My hair is almost at my waist now. I’m in conversations with a stylist about getting a professional haircut. It’s writhing a little, in my stomach, to think about that. It’s an oddly charged thing in my brain. Since I turned 16, I’ve had my hair cut professionally twice. The first time was to shave my head, when the hair started falling with chemo. I could have waited, I suppose, and let my hair shed over days. It never occurred to me that I might have chosen not to.
The second time was technically a second and a third time. My hair was long enough to be tied into a ponytail, and I’d been learning about curly hair. Between the hernia surgery, and the emergency surgery, I found a hair dressing school that did cheap haircuts and my mother and I took a taxi about an hour away from where we were staying. The parlour was poorly lit, we couldn’t see the mirror, and unsurprisingly, both our haircuts were awful. My mother’s hair was cut too short, but there was still hope for mine, so I went to another place, and the hairdresser there did his best to fix it. "Let it grow, come back in a year, and I'll give you a nice haircut" he said.
I was more upset about this haircut going wrong than I had been about the prospect and the actual loss of all my hair to chemotherapy. Hair has a way of being punishing in the context of femininity. The prospect of losing my hair with chemo, if anything, seemed like a mercy.
Since my pre-teens, I've carried the expected post-colonial loathing and shame of my body hair. The cancer had messed with my hormones, and for at least a year leading up to the diagnosis, my facial hair had also been growing in thicker and faster. It was such a relief to go from needing to shave each day, to having just no hair on my body. Everyone else, though, was too preoccupied with the bald head to notice the flawless skin that I still reminisce about.
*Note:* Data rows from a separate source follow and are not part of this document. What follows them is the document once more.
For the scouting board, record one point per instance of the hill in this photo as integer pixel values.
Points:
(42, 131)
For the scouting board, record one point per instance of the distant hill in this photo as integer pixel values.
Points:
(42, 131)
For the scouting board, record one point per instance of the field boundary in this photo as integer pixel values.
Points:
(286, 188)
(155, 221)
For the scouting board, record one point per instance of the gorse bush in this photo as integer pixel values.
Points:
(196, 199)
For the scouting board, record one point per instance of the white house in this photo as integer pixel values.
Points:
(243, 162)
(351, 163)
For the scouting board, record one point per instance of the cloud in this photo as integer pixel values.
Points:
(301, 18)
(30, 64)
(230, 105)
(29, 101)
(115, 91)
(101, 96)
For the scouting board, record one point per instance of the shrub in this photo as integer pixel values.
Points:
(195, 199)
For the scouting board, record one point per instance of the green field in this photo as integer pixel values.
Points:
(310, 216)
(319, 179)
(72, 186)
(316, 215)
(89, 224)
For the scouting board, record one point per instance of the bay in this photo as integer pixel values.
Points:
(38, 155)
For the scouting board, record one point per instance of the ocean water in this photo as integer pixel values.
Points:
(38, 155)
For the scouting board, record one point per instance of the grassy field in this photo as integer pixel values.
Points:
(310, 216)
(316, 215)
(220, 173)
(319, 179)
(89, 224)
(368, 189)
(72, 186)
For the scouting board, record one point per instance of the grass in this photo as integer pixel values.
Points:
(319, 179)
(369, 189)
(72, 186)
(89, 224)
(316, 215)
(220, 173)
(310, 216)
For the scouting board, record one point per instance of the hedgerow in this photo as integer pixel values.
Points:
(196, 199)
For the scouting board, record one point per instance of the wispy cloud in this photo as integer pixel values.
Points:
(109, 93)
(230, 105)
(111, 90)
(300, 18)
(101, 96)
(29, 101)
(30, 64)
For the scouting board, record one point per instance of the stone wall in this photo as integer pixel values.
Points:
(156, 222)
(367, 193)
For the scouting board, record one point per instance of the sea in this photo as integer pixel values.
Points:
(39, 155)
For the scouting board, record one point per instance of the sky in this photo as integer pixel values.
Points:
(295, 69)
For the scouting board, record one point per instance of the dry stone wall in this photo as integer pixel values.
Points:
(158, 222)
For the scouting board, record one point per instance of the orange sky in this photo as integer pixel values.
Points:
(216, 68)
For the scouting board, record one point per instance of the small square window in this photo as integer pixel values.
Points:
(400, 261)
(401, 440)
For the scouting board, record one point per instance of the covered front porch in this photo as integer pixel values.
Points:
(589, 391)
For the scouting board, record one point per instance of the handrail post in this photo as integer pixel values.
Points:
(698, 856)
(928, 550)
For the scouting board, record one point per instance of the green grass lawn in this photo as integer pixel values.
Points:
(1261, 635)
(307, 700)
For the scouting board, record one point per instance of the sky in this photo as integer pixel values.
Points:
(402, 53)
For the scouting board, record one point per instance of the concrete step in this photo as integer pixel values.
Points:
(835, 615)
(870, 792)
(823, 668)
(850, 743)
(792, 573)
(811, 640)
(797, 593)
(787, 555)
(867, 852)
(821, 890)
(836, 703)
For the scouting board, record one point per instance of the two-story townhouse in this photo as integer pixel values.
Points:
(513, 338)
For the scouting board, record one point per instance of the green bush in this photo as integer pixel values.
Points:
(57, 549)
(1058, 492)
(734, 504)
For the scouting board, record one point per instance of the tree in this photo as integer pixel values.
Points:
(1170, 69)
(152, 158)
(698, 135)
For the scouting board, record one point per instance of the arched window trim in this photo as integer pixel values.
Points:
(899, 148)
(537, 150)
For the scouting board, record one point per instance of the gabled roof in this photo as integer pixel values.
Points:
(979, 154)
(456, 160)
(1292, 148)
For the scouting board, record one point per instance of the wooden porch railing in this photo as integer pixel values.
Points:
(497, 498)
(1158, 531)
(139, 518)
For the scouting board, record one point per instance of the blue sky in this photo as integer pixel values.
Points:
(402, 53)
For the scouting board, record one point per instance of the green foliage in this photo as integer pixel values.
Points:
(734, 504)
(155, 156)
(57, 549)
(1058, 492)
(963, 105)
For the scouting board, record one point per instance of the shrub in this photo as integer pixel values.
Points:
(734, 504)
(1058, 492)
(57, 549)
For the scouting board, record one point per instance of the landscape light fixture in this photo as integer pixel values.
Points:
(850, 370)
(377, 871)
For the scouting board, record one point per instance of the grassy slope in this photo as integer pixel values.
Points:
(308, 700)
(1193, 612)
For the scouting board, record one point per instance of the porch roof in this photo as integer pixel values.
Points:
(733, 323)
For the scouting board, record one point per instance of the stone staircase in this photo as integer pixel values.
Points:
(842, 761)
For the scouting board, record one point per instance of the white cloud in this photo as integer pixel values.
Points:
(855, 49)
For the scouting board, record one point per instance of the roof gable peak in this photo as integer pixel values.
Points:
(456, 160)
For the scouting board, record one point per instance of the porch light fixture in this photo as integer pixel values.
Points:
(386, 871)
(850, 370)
People gave me scarves, offered me wigs and told me not to worry- it would grow back. Like with the people whose first response is “Can you still have children?” when they learn that I had ovarian cancer, they had this weird need to protect me from this loss of femininity. Fortunately, I didn’t quite have that hang-up. Somehow, I’d seen enough images of femininity with baldness, that it didn’t grate quite that way. I’d thought about shaving my head before, getting flowers tattooed on my scalp even.
Fashion and style are powerful tools to work on your self esteem, and to cope with trauma like losing a whole lot of bodily autonomy. As much fun as I had going overboard with the make-up and jewellery, eventually, I ran out of steam. I was too weak, and tired, and bitter. Then, there were three tubes coming out of my neck, and I just didn’t have it in me to try and look nice.
Today I’m grateful for having been bald when it wasn’t my choice. It hurt, of course, watching the pile of my hair being swept into a dustpan while the shape of my head emerged, when it hurt a little, to think of how much further I would be from a general state of desirability. But that loss allowed me to just be. When the jewellery and make-up stopped and there was no hair, there was nothing I could to do about my appearance.
But, there was a liberation in knowing that I could not look like anyone’s idea of beautiful. It wasn’t about struggling to deal with how conventionally undesirable my appearance was, and then accepting it. It was a liberation from thinking about my appearance at all.
That liberation sits in an uncomfortable space with how long it was before I could look at my body without a sense of revulsion, but I know necessary that was nonetheless. As excited as I am to get my curls professionally groomed, I know that my enjoyment of them would have been a lot more unhealthy if I hadn’t been able to occupy the more neutral space of recognizing that my appearance was objectively insignificant in light of everything else going on with my body.